There’s a place in heaven—a Timothy Pflueger-designed lounge with Antarctic mineral water on tap and limitless hot hors d’oeuvres, if you must know—reserved for independent film distributors. Alas, the lifespans of the wing-and-a-prayer companies who bring U.S. indies and foreign films to arthouse cinemas and streaming platforms tend to be short. Few operations can navigate the elusiveness of box-office hits, the impatience of investors and the shifts in technologies and tastes for even a single decade.
Strand Releasing, the modestly conceived yet artistically adventurous distributor founded by Jon Gerrans (a Pacifica native), Marcus Hu (San Francisco) and Mike Thomas in 1989, is the happy, thriving exception. The trio found initial success with the culture-countering films of West Coast post-punkers Gregg Araki and Jon Moritsugu and queer Canadian provocateurs John Greyson and Bruce LaBruce. Their next big step was persuading European festival favorites like André Téchiné (Wild Reeds) and Fatih Akin (Head On) to sign with Strand.
Strand’s identity as a distributor of gay-oriented art films gradually evolved, highlighted by its championing of the Asian filmmakers Tsai Ming-liang and Apichatpong Weerasethakul, into a company that introduced and nurtured young directors in the Hollywood-dominated U.S. market. Their secret? Hu, Gerrans and Thomas were humble, straightforward, honest and (perhaps most importantly) fans of the artists they worked with.

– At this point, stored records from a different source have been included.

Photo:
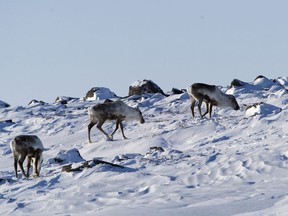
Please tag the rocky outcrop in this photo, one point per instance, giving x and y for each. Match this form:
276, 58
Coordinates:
145, 86
100, 93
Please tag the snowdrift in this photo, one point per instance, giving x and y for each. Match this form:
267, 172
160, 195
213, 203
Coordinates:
235, 163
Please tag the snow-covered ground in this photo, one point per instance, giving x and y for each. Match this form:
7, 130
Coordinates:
235, 163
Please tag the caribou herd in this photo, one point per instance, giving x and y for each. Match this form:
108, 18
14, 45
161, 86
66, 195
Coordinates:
31, 148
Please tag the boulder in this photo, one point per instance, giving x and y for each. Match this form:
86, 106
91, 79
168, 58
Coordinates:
3, 104
145, 86
100, 93
65, 99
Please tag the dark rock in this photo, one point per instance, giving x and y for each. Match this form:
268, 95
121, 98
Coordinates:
4, 104
100, 93
145, 86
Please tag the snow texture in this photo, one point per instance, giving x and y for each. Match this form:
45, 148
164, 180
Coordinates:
235, 163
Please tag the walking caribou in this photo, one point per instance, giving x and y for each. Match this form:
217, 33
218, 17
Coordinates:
112, 110
212, 96
30, 147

And they never let their egos trick them into producing an expensive film that would have put the company at risk.
A year-long victory lap, in the form of very short films shot on iPhones by more than 30 directors commissioned by Strand and entitled 30/30 Vision: 3 Decades of Strand Releasing, screens for free at SFMOMA this Thursday, Dec. 5. (Presumably it will be made widely available on the Strand site or other online venue.) A globetrotting cornucopia, the program includes João Pedro Rodrigues’ oddly exhilarating visit to the Potemkin steps and local artist Lynn Hershman Leeson’s touching, Vertigo-steeped tribute to Strand.
Jon Moritsugu and Amy Davis inject a laugh-packed blast of energetic irreverence into a lineup that encompasses Elisabeth Subrin’s excerpts from a no-nonsense interview Maria Schneider gave in 1983 and Brady Corbet’s juxtaposition of the fountains at The People’s House in modern-day Bucharest with the execution of the Ceaușescus. The filmmakers come first at Strand Releasing, as they have since the very beginning.